# Official Tour de France - Stage 6 Girona → Barcelona (181km)



## iliveonnitro (Feb 19, 2006)

No doubt this is a breakaway rider's stage. But, who will it be?


----------



## jd3 (Oct 8, 2004)

Tony Martin


----------



## JohnHenry (Aug 9, 2006)

oscar freire seems to be a popular pick.


----------



## robdamanii (Feb 13, 2006)

David Moncoutié


----------



## yancy0303 (Feb 13, 2008)

No way a break stays away 2 days in a row, maybe an attack off the front in the final KMs, last "flat" stage before the mountains. Oscar Freire.


----------



## Sojourneyman (Jun 22, 2007)

Fabien! Fabien!


----------



## OldEndicottHiway (Jul 16, 2007)

Sastre

No. I'm going change this. 

I'm going to give Farrar a shot. At the least, I think he can get one over Cavendish on this one.


----------



## bubbha70 (Aug 8, 2004)

Carlos Sastre.

No time like the present for the defending champion to make up some time.
Haven't heard much from the Cervelo Test Team.
This stage gives Sastra a lot of opportunities to attack and distance himself from the peloton.


----------



## llama31 (Jan 13, 2006)

Boonen makes his comeback in a sprint finish


----------



## zosocane (Aug 29, 2004)

If this parcours were in France I would say Sylvain Chavanel. 

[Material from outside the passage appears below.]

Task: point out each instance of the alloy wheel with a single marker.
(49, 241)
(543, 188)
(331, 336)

But this is in Spain, so gotta pick a Spaniard: Luis Leon Sanchez or Egoi Martinez in a break.


----------



## albert owen (Jul 7, 2008)

Cavendish


----------



## harlond (May 30, 2005)

Mark Cavendish.


----------



## OldEndicottHiway (Jul 16, 2007)

jd3 said:


> Tony Martin



Taking a chance on the new guy, eh?


----------



## uzziefly (Jul 15, 2006)

Is that an uphill finish? Minor I mean. But is it? If it is, it changes a lot of things for Cav, Farrar etc. 

I'd pick Oscar Freire if it is an uphill finish.

Too bad Valverde isn't racing.


----------



## BassNBrew (Aug 4, 2008)

Menchov


----------



## gh1 (Jun 7, 2008)

Oscar Freire


----------



## godot (Feb 3, 2004)

Thor will smash


----------



## oarsman (Nov 6, 2005)

*Cancellera*

It is probably his last day in yellow - I think he will try to go out with a bang. It is an uphill finish.


----------



## mohair_chair (Oct 3, 2002)

Igor Antón


----------



## Sojourneyman (Jun 22, 2007)

Looks like this stage will seperate the boys from the men in our little competition. No more of the Cav Cav Cav Cav crap....


----------



## Fredke (Dec 10, 2004)

iliveonnitro said:


> No doubt this is a breakaway rider's stage. But, who will it be?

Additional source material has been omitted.